-By JJ Palencar
A few months ago, the company Mont Blanc, makers of fine writing instruments and timepieces held a competition titled “The Beauty of a Second”. The challenge was to create a film lasting only one second. Mont Blanc created this competition to celebrate the 190th anniversary of the chronograph. The resultant one second clips (films) are truly inspiring. Strung together they make for a wistful experience.
As artists and illustrators our goal is to distill an image, to freeze it, to create a feeling and ultimately make our own one second image in paint. More often we tend to over study the image but if we retain the initial impression, the fragment that captured our attention, then we will have the raw essence and foundation to create a memorable work. Each of these clips could easily become an illustration or a painting. Are not our lives a series of images, fragments and sense impressions, strung together to form a life?
The competition is now closed. I could find four compilation groups on YouTube and I think there were two winners.

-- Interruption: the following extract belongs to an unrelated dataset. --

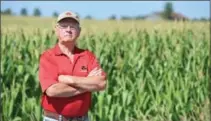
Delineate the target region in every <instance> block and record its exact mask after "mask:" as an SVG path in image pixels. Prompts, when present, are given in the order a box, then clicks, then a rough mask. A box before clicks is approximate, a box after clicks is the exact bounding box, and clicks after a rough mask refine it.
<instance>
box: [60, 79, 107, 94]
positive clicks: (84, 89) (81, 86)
mask: <svg viewBox="0 0 211 121" xmlns="http://www.w3.org/2000/svg"><path fill="white" fill-rule="evenodd" d="M62 82H63V83H65V84H68V85H73V86H75V87H78V88H81V89H84V90H88V91H99V90H103V89H105V86H106V81H105V76H90V77H77V76H68V77H67V78H66V79H65V80H63V81H62Z"/></svg>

Below are the four compilations, the awards ceremony as well as a few other videos that I could find.
The music is by Marcus Lober, from the album “The Beauty of a Second “ soundtrack, created especially for the competition.

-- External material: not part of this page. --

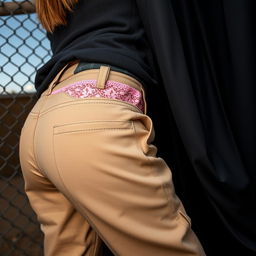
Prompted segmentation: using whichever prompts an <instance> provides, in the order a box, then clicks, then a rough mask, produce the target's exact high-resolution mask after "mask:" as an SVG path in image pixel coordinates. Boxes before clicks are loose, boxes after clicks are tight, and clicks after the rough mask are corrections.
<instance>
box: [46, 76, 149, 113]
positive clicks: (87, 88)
mask: <svg viewBox="0 0 256 256" xmlns="http://www.w3.org/2000/svg"><path fill="white" fill-rule="evenodd" d="M96 82H97V80H82V81H78V82H75V83H73V84H69V85H67V86H64V87H62V88H60V89H58V90H55V91H53V92H52V93H51V94H56V93H60V92H65V93H67V94H69V95H70V96H71V97H75V98H87V97H103V98H111V99H118V100H122V101H126V102H128V103H131V104H133V105H135V106H136V107H138V108H139V109H140V110H141V111H142V112H143V113H144V101H143V97H142V93H141V92H140V91H139V90H137V89H135V88H133V87H132V86H130V85H127V84H124V83H120V82H117V81H113V80H108V81H107V82H106V84H105V88H104V89H100V88H97V87H96Z"/></svg>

From Mont Blanc: 190 years ago, Nicolas Rieussec recorded time to an accuracy of a fifth second for the first time – the chronograph was born. To celebrate this unique invention, Montblanc created the one-of-a-kind “The Beauty of a Second” short-film contest presented by the famous film director Wim Wenders.

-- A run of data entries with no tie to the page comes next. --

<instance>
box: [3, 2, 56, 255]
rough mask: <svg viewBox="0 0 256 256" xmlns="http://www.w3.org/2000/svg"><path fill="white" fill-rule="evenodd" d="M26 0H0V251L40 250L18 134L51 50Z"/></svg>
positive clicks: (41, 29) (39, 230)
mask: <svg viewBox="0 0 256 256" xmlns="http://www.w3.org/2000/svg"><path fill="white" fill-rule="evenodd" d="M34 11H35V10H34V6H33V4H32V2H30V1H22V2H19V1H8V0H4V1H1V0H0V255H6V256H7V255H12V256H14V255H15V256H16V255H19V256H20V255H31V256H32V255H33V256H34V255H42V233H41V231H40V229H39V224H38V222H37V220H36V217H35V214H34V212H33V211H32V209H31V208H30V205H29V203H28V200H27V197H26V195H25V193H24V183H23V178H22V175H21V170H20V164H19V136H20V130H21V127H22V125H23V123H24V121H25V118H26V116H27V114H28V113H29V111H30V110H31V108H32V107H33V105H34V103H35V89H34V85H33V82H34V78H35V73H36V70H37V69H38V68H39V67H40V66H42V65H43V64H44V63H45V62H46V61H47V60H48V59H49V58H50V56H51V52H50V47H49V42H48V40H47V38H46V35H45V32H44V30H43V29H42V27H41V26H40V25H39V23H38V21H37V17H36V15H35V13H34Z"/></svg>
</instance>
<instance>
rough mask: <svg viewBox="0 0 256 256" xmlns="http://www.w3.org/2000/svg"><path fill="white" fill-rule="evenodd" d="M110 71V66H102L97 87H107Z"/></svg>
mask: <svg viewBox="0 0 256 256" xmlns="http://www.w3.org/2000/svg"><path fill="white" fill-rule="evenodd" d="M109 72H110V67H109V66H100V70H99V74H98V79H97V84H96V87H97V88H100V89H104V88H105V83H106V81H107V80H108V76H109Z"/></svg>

Guys, try this: start two at the same time, turn off the sound and watch both at the same time.
Was awesome.
Funny how a second can seem like an instant or an eternity, maybe both at once. The clips left me wanting more, and I was hungry for continuity.
Reminds me of this quote by Chesterton: “The telescope makes the world smaller; it is only the microscope that makes it larger. Before long the world will be cloven with a war between the telescopists and the microscopists. The first study large things and live in a small world; the second study small things and live in a large world.” These one second films resist cynicism, embrace gratitude, and make the world larger.